Gabriel Dos Reis wrote:
On Tue, Jun 23, 2009 at 11:12 AM, Joe Buck<joe.b...@synopsys.com> wrote:
On Tue, Jun 23, 2009 at 12:43 AM, Alan Modra<amo...@bigpond.net.au> wrote:
..., but I think this warning should be in -Wc++-compat, not -Wall
or even -Wextra.  Why?  I'd argue the warning is useless for C code,
unless you care about C++ style.
On Tue, Jun 23, 2009 at 12:35:48AM -0700, Gabriel Dos Reis wrote:
I do not think it is useless for C99 codes because C99 allows
C++ style declarations/initialization in the middle of a block.
But if the initialization is skipped and the variable is then used,
won't we get an uninitialized-variable warning?

Did we get any in the cases Ian reported?

No, because they were all like this:

  goto fail;

 ...
  int a = ...;
  if (a)
    {
     fail:
      // does not use a
      return;
    }

  ...

This is a bit ugly, but it's valid C code.

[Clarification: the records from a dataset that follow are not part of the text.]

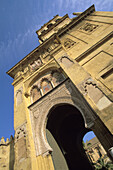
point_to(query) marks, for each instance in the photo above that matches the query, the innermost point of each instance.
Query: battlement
(7, 142)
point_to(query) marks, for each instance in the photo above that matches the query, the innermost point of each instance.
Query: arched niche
(35, 93)
(57, 77)
(66, 128)
(46, 86)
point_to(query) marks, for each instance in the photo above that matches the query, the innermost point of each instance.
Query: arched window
(19, 97)
(57, 78)
(35, 93)
(46, 86)
(50, 25)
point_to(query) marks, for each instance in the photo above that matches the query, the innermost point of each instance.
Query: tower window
(46, 86)
(35, 93)
(50, 25)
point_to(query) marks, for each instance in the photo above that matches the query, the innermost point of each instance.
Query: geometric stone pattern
(65, 93)
(20, 132)
(88, 27)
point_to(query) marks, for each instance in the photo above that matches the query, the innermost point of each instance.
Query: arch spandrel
(39, 116)
(52, 65)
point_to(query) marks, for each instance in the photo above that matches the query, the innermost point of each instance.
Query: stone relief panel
(46, 83)
(19, 96)
(66, 61)
(36, 64)
(88, 27)
(64, 94)
(47, 50)
(20, 143)
(57, 78)
(35, 93)
(96, 95)
(68, 43)
(20, 132)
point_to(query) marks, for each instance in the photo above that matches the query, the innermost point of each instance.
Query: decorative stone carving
(19, 96)
(20, 132)
(35, 93)
(68, 43)
(45, 84)
(39, 115)
(96, 95)
(88, 27)
(56, 77)
(36, 64)
(46, 52)
(20, 143)
(66, 61)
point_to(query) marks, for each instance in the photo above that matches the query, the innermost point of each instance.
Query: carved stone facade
(62, 90)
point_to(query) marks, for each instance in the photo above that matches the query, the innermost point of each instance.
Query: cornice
(74, 22)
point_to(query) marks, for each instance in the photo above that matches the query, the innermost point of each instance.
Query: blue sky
(19, 21)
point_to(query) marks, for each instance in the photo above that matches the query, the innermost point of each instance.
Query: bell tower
(64, 87)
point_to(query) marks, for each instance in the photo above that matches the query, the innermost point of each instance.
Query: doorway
(65, 131)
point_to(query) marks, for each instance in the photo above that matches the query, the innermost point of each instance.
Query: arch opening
(65, 131)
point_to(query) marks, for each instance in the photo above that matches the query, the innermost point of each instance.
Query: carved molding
(68, 43)
(40, 111)
(88, 27)
(20, 132)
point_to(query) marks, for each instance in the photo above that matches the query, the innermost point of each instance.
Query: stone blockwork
(72, 65)
(7, 155)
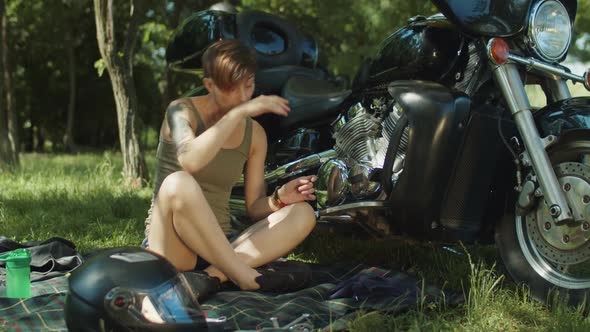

The only dubious one in my opinion was a missing bracket around switch, which was also harmless but warrants a warning. This however could be implemented as a separate warning going into -Wextra.

I don't think this warning can report anything that -Wuninitialized cannot report, so it should go in -Wc++-compat only.